Florence, Italy was another theme. I am hoping to go to Italy someday and began some basic history reading.
I indulged my guilty pleasure of crime fiction with my standard authors: Connelly, Parker and Burke.
I discovered the novels of Wendell Berry. Maybe the timing is just right but these books really resonate with me on a very deep level. I have checked out a bunch more to read over the holidays and am looking forward to it.
Re-read a couple of favorites: Pilgrim at Tinker Creek and Brideshead Revisited, both terrific. Brideshead is in my shortlist of all time favorite books.
I also read two vampire books this year- my first ever and probably the last- although one should never say never. Not my cup of tea.
Overall a satisfying year of reading and again I give thanks for the library without which I would not be able to read near as much.

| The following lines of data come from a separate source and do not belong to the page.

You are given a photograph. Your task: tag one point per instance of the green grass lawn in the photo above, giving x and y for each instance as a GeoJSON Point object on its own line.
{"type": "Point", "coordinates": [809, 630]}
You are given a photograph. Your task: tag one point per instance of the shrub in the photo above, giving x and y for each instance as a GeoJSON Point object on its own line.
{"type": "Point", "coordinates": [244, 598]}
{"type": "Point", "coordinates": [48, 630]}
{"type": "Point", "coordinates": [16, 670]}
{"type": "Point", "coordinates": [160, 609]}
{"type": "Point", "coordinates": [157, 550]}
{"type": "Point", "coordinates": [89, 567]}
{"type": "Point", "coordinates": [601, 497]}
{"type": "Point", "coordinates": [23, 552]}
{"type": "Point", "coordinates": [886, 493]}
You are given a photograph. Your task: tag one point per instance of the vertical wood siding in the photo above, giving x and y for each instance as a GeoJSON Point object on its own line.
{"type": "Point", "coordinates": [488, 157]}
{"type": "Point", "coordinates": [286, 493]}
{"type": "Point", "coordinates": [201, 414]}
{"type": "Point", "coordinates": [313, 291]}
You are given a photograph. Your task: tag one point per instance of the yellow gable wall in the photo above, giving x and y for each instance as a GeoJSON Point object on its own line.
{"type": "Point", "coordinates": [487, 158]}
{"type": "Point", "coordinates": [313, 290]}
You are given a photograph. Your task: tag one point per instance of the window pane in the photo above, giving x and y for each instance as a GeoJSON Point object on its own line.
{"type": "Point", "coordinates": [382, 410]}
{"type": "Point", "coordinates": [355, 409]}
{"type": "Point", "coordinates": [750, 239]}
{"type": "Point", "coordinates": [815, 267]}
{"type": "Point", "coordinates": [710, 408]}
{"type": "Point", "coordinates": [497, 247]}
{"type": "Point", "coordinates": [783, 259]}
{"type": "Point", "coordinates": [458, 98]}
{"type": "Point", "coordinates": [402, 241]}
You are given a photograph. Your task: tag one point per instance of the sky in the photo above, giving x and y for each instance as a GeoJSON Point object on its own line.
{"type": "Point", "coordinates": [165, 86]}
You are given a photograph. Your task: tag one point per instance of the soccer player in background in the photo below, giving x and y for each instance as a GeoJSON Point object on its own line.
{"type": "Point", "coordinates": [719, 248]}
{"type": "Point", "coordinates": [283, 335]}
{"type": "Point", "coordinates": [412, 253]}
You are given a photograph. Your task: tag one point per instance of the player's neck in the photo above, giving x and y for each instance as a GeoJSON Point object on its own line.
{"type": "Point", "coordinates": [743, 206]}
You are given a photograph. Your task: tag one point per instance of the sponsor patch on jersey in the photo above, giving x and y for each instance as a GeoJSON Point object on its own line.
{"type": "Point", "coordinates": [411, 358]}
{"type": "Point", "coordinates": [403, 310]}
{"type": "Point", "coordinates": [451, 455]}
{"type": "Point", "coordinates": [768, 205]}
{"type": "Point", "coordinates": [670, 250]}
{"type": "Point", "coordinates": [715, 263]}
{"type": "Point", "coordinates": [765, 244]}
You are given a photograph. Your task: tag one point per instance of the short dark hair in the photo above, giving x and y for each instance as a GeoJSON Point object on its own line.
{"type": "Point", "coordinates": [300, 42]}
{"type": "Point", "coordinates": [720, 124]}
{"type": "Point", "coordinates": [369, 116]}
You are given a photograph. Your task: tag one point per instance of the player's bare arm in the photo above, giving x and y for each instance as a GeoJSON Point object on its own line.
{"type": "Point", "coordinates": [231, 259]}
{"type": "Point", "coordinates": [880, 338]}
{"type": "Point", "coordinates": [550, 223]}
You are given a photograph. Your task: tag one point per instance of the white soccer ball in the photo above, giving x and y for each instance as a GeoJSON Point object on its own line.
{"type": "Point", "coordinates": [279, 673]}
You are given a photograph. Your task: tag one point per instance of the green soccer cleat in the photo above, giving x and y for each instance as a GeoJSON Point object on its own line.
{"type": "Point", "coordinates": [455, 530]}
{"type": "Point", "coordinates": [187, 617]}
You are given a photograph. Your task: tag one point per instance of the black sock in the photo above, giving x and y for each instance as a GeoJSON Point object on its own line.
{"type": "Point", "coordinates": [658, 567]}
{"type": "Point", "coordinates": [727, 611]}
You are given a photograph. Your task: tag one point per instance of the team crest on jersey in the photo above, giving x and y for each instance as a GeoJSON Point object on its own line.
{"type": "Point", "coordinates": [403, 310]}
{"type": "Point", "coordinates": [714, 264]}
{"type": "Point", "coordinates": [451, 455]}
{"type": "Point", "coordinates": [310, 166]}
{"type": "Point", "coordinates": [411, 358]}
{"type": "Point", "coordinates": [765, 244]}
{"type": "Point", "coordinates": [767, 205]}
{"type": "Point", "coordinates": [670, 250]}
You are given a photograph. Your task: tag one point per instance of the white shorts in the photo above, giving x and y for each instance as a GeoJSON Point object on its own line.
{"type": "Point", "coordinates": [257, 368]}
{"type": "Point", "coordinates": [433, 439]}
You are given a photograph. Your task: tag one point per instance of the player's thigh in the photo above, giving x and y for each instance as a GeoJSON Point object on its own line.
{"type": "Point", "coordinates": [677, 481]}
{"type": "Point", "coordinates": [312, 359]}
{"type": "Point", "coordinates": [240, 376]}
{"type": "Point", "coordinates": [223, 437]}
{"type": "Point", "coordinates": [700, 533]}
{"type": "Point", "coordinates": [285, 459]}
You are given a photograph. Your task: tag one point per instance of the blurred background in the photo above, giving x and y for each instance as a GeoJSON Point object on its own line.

Tuesday, December 15, 2009
Go here for a bigger image.
Now that I have sent out my Christmas Cards I can show you my painting I did this year to put on the card. This has become a tradition now that I have been doing it for three or four years. This years the painting is a little bit grimmer that it has been in the past several years. I guess it reflects how I am feeling about the state of the world these days. Things seem to be getting darker. But I love Christmas because in the darkest time of year we are reminded of the INCARNATION. The light has come into the world and the darkness can not overcome it. Thanks be to God.
I also thought Pope Benedict's 3rd week of Advent message went well with my painting so I am adding it as well:
"I see here in St. Peter's Square so many children and teenagers, along with parents, teachers and catechists. Dear friends, I greet you all with great affection and I thank you for coming. It gives me great joy to know that in your family the tradition of the Nativity Scene is still kept. But it is not enough to repeat a traditional gesture, however important. Try to live in the reality of every day what the crib is, the love of Christ, his humility, his poverty. This is what St. Francis did in Greccio: he created a living Nativity scene, to be able to contemplate and adore it, but above all to know how best to put into practice the message of the Son of God who for our sakes was stripped of everything and became a little child”.
"The crib is a school of life where we can learn the secret of true joy. This does not consist in having so many things, but in feeling loved by the Lord, in becoming a gift for others and loving one another. Let us look at the Nativity Scene: the Virgin Mary and St. Joseph do not seem like a very lucky family, they had their first child in the midst of great hardship, and yet are filled with deep joy, because they love each other, help each other and, above all, are certain that in their history God is at work, present in the Infant Jesus. And the shepherds? What reason would they have to rejoice? That baby will not change their condition of poverty and marginalization. But faith helps them to recognize in the 'infant wrapped in swaddling clothes, lying in a manger', the 'sign' of the fulfillment of the promises of God for all men 'whom he loves' (Luke 2,12.14), even for them!” .
"This, dear friends is what true joy is; the feeling that our personal and community lives are visited and filled by a great mystery, the mystery of God’s love. We need more than things to rejoice, we need love and truth: we need a God close at hand, who warms our hearts, and responds to our deepest yearnings. This God was manifested in Jesus, born of the Virgin Mary. So that Child, that we put in the manger or cave, is the centre of everything, He is the heart of the world. We pray that every man, like the Virgin Mary, may accept as a centre of their lives the God who became a Child, the source of true joy".
We wish everyone a very Merry Christmas!!